Other Stuff => Workbench => Topic started by: brunei35 on November 04, 2020, 10:35:01 AM

Title: Advice please on sorting paint flaking on WW2 vehicles
Post by: brunei35 on November 04, 2020, 10:35:01 AM
Good morning,

Before I start I thought I would ask for advice and help with four JTFM WW2 vehicles I bought ' as seen' off eBay. A good price and the seller has advised that;

"they were scrubbed with soapy water and a toothbrush, grey car primer, then Humbrol enamel"

All have patches of lost paint as below. Wondering do I try and get the rest off before repainting or is their some wonder product I could use to harden the enamels so they do not flake as would hate repaint and then have that also drop off?

(The forth one is a Sherman Firefly but the tracks have come adrift so it looks a little too sad for a photo)

Thanks in advance
Cheers
Tony
Title: Re: Advice please on sorting paint flaking on WW2 vehicles
Post by: SteveBurt on November 04, 2020, 05:27:45 PM
I would strip the paint and reprime. But not with car primer, which is not good on resin; it is designed for metal. I find artists acrylic from the tube a good resin primer
Title: Re: Advice please on sorting paint flaking on WW2 vehicles
Post by: Captain Blood on November 04, 2020, 05:27:55 PM
I had this recently on my Forgeworld timber bridge which I finally assembled and painted after it had sat in a box for 10 years!
Like an idiot, I forgot to scrub it with detergent, and then I used a Halfords spray paint on it that was not a genuine primer. It works fine as a primer on plastic and metal figures and models, but resin with some residue on it, even after 10 years - evidently not!
Most of it was okay, but there was one area where the paint kept flaking off. In the end I just had to scrub all the paint off that whole area, use a bit of neat detergent on a toothbrush, wash it, mask the rest of the model, respray it with proper primer, and then repaint it. That seemed to cure it.
I previously tried painting over the flaking areas with enamel, and with PVA. It still kept flaking.
I would say your seller is perhaps not telling the whole truth when he says he scrubbed it and used car primer. Either that, or the manufacturer used some particularly fearsome release agent on the mould, and those patches of residue proved impervious to scrubbing with detergent and priming. But that would be quite extreme.

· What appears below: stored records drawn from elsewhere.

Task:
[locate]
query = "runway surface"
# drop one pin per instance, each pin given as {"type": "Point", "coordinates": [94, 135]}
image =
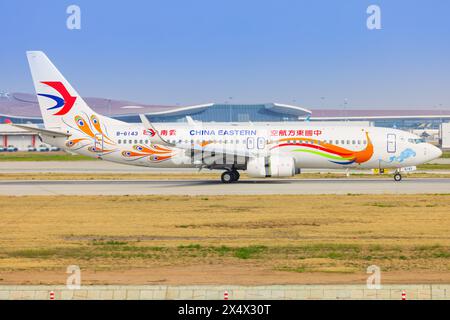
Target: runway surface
{"type": "Point", "coordinates": [100, 167]}
{"type": "Point", "coordinates": [208, 187]}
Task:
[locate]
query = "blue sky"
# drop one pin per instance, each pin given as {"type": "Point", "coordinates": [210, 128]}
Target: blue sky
{"type": "Point", "coordinates": [311, 53]}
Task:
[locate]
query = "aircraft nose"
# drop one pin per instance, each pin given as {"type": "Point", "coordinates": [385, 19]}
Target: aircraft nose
{"type": "Point", "coordinates": [434, 152]}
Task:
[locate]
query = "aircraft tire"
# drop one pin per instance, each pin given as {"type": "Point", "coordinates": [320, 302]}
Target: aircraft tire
{"type": "Point", "coordinates": [227, 177]}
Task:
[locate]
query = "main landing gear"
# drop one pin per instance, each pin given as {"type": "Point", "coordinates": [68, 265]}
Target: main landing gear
{"type": "Point", "coordinates": [230, 176]}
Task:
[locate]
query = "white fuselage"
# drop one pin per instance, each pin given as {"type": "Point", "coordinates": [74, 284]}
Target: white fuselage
{"type": "Point", "coordinates": [311, 145]}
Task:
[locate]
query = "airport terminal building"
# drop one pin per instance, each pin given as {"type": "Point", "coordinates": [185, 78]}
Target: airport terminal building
{"type": "Point", "coordinates": [23, 108]}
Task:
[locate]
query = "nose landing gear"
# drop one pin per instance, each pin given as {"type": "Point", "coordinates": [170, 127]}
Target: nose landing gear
{"type": "Point", "coordinates": [230, 176]}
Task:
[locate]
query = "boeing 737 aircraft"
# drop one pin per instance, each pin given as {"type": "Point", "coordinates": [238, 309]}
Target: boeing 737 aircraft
{"type": "Point", "coordinates": [263, 150]}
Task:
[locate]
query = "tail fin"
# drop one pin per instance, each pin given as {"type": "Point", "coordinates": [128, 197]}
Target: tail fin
{"type": "Point", "coordinates": [58, 100]}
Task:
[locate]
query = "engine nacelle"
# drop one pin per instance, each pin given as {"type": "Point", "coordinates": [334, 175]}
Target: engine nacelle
{"type": "Point", "coordinates": [272, 166]}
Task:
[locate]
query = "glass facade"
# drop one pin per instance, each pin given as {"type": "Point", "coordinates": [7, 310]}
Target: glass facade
{"type": "Point", "coordinates": [229, 113]}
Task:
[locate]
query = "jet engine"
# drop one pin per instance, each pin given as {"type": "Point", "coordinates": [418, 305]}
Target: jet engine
{"type": "Point", "coordinates": [271, 166]}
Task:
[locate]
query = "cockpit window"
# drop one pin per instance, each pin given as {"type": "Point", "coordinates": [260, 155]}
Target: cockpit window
{"type": "Point", "coordinates": [416, 141]}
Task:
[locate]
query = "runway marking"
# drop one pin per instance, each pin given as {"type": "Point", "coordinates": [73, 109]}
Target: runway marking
{"type": "Point", "coordinates": [212, 187]}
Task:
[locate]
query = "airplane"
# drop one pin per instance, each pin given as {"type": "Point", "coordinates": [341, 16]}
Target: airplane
{"type": "Point", "coordinates": [263, 150]}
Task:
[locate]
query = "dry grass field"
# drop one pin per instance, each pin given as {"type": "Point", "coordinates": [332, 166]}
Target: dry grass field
{"type": "Point", "coordinates": [225, 239]}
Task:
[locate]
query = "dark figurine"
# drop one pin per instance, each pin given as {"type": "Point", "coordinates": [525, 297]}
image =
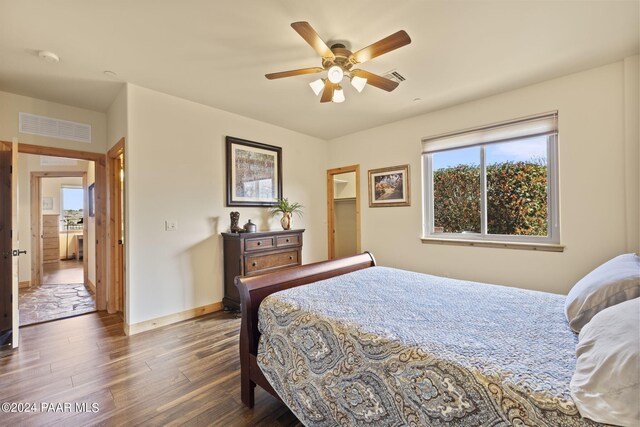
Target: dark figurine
{"type": "Point", "coordinates": [235, 218]}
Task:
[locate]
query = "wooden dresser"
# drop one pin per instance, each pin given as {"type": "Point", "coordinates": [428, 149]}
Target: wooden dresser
{"type": "Point", "coordinates": [50, 238]}
{"type": "Point", "coordinates": [249, 254]}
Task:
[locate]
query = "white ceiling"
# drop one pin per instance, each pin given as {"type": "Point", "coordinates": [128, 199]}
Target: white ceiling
{"type": "Point", "coordinates": [216, 53]}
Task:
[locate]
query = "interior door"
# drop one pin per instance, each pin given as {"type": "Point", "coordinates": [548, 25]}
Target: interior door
{"type": "Point", "coordinates": [9, 249]}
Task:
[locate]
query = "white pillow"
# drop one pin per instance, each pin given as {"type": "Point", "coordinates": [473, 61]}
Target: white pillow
{"type": "Point", "coordinates": [615, 281]}
{"type": "Point", "coordinates": [606, 383]}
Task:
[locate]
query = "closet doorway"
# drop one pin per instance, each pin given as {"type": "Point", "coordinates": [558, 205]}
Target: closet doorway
{"type": "Point", "coordinates": [343, 211]}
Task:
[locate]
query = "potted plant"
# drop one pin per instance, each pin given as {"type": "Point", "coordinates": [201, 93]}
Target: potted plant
{"type": "Point", "coordinates": [287, 209]}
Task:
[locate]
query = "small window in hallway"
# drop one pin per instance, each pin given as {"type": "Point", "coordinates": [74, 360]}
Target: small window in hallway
{"type": "Point", "coordinates": [72, 216]}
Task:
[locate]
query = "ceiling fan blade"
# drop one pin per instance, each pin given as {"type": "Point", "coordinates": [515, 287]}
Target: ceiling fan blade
{"type": "Point", "coordinates": [291, 73]}
{"type": "Point", "coordinates": [307, 32]}
{"type": "Point", "coordinates": [387, 44]}
{"type": "Point", "coordinates": [375, 80]}
{"type": "Point", "coordinates": [327, 93]}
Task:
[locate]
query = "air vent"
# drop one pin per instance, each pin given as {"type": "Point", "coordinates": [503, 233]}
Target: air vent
{"type": "Point", "coordinates": [54, 128]}
{"type": "Point", "coordinates": [395, 76]}
{"type": "Point", "coordinates": [57, 161]}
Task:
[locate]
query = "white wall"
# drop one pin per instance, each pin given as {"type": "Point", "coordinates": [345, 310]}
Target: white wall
{"type": "Point", "coordinates": [596, 208]}
{"type": "Point", "coordinates": [175, 170]}
{"type": "Point", "coordinates": [11, 105]}
{"type": "Point", "coordinates": [28, 163]}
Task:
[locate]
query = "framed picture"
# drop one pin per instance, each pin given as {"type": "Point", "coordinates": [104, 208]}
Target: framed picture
{"type": "Point", "coordinates": [47, 203]}
{"type": "Point", "coordinates": [254, 173]}
{"type": "Point", "coordinates": [389, 187]}
{"type": "Point", "coordinates": [92, 200]}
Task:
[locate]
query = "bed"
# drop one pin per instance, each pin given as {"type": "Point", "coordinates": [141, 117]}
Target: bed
{"type": "Point", "coordinates": [369, 345]}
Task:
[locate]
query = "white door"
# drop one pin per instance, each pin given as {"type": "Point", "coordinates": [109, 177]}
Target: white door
{"type": "Point", "coordinates": [15, 242]}
{"type": "Point", "coordinates": [8, 246]}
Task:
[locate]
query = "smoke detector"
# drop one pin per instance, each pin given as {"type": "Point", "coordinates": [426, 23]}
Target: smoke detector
{"type": "Point", "coordinates": [48, 56]}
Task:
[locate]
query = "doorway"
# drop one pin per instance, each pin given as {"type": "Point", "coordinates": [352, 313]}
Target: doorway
{"type": "Point", "coordinates": [61, 280]}
{"type": "Point", "coordinates": [343, 211]}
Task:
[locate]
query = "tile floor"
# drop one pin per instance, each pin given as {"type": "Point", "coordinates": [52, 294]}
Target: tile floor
{"type": "Point", "coordinates": [49, 302]}
{"type": "Point", "coordinates": [62, 294]}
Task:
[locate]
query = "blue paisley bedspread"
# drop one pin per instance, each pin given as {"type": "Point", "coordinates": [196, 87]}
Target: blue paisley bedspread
{"type": "Point", "coordinates": [388, 347]}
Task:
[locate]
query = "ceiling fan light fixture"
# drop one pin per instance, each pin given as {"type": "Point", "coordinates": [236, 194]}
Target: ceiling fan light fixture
{"type": "Point", "coordinates": [358, 83]}
{"type": "Point", "coordinates": [335, 74]}
{"type": "Point", "coordinates": [338, 95]}
{"type": "Point", "coordinates": [317, 86]}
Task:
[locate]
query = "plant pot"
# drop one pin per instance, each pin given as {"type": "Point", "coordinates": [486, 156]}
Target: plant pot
{"type": "Point", "coordinates": [286, 221]}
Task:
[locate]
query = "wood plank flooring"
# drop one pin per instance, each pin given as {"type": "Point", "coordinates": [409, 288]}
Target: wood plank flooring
{"type": "Point", "coordinates": [186, 374]}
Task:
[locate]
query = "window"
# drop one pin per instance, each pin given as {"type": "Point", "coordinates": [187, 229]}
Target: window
{"type": "Point", "coordinates": [71, 215]}
{"type": "Point", "coordinates": [495, 183]}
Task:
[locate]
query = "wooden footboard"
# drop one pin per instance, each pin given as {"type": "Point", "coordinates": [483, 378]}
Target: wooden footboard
{"type": "Point", "coordinates": [256, 288]}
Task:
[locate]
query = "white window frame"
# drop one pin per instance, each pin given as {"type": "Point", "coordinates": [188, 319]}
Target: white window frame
{"type": "Point", "coordinates": [63, 228]}
{"type": "Point", "coordinates": [553, 206]}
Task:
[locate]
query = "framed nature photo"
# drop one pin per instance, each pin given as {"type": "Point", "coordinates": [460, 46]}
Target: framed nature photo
{"type": "Point", "coordinates": [254, 173]}
{"type": "Point", "coordinates": [389, 187]}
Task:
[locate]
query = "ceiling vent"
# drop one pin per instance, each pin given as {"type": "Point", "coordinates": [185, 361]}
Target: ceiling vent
{"type": "Point", "coordinates": [54, 128]}
{"type": "Point", "coordinates": [395, 76]}
{"type": "Point", "coordinates": [57, 161]}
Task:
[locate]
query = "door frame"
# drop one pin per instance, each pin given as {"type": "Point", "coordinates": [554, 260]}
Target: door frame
{"type": "Point", "coordinates": [330, 210]}
{"type": "Point", "coordinates": [8, 262]}
{"type": "Point", "coordinates": [116, 278]}
{"type": "Point", "coordinates": [100, 207]}
{"type": "Point", "coordinates": [36, 222]}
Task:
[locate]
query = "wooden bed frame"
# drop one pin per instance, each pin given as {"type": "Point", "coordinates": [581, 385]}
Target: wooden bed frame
{"type": "Point", "coordinates": [256, 288]}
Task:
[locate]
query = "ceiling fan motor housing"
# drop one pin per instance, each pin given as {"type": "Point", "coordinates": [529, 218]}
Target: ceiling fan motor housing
{"type": "Point", "coordinates": [341, 59]}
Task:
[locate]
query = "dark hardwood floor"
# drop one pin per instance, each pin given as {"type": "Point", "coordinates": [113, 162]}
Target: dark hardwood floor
{"type": "Point", "coordinates": [182, 374]}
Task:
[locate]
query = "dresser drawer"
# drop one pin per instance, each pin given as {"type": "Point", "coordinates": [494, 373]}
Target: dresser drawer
{"type": "Point", "coordinates": [255, 264]}
{"type": "Point", "coordinates": [288, 240]}
{"type": "Point", "coordinates": [259, 244]}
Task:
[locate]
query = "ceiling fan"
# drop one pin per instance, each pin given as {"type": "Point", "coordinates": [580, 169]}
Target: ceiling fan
{"type": "Point", "coordinates": [339, 62]}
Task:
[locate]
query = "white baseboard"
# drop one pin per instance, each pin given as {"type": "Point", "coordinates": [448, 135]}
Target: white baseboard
{"type": "Point", "coordinates": [148, 325]}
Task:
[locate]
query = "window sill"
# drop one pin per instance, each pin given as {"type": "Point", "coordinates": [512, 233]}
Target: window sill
{"type": "Point", "coordinates": [546, 247]}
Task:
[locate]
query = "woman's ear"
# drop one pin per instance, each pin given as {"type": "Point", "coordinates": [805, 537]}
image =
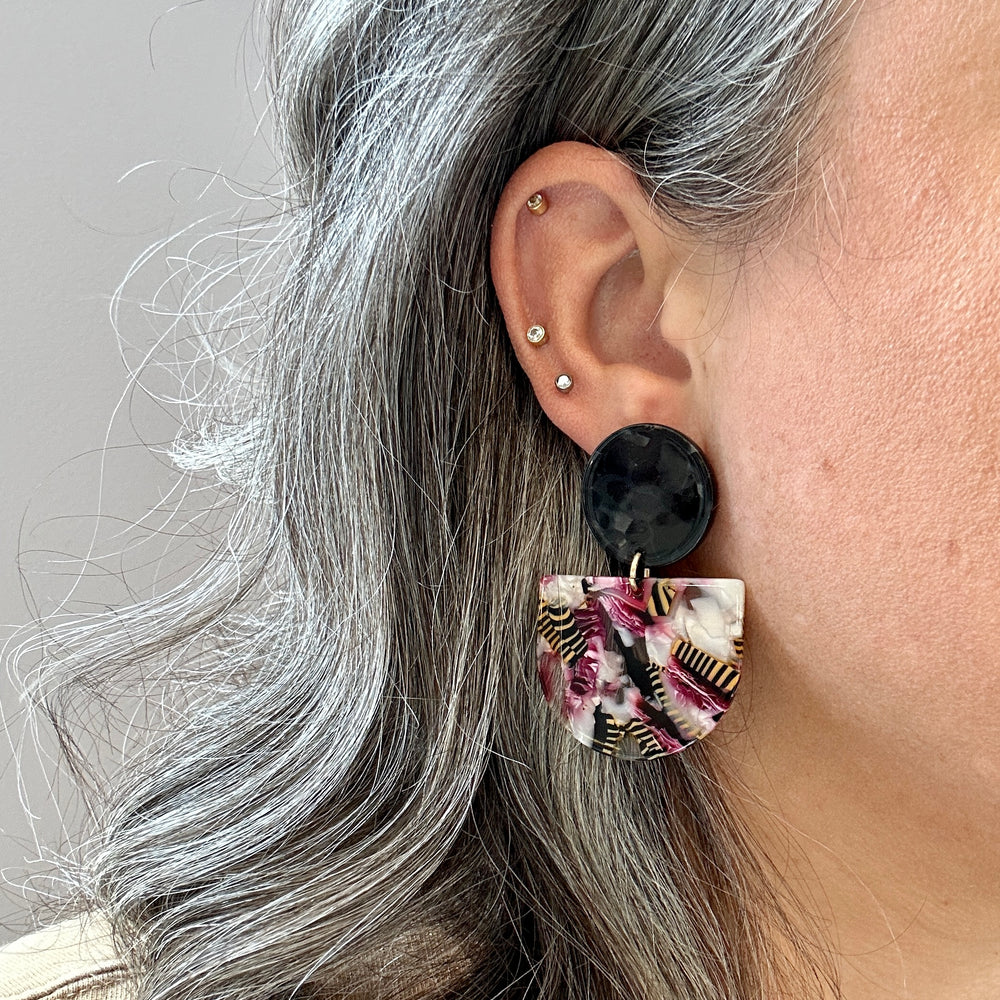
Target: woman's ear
{"type": "Point", "coordinates": [624, 298]}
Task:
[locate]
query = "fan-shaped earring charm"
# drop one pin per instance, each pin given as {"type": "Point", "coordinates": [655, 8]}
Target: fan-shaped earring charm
{"type": "Point", "coordinates": [642, 666]}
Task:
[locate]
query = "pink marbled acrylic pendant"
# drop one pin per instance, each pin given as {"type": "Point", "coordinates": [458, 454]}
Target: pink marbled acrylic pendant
{"type": "Point", "coordinates": [644, 671]}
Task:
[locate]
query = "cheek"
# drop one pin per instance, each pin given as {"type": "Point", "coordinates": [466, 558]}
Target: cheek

I sympathise. It’s a major pain in the butt to make good paint flaking off resin :(
Title: Re: Advice please on sorting paint flaking on WW2 vehicles
Post by: Ultravanillasmurf on November 04, 2020, 07:01:09 PM
I use cheap scouring cream and a toothbrush on all my resin kits.

Most of my kits get a coat of Citadel Chaos Black spray, which seems to hold on most things (the original metal Frodo and a Die Waffenkamer Comet being the only problem items - and a resin container which is still bleeding).

I suspect strip, clean, prime, paint is your best bet.
Title: Re: Advice please on sorting paint flaking on WW2 vehicles
Post by: brunei35 on November 04, 2020, 08:51:06 PM
Thank you all for taking time to reply and the advice offered.
JTFM =is also Dei Waffenkamer so maybe it was a batch with fearsome release agent.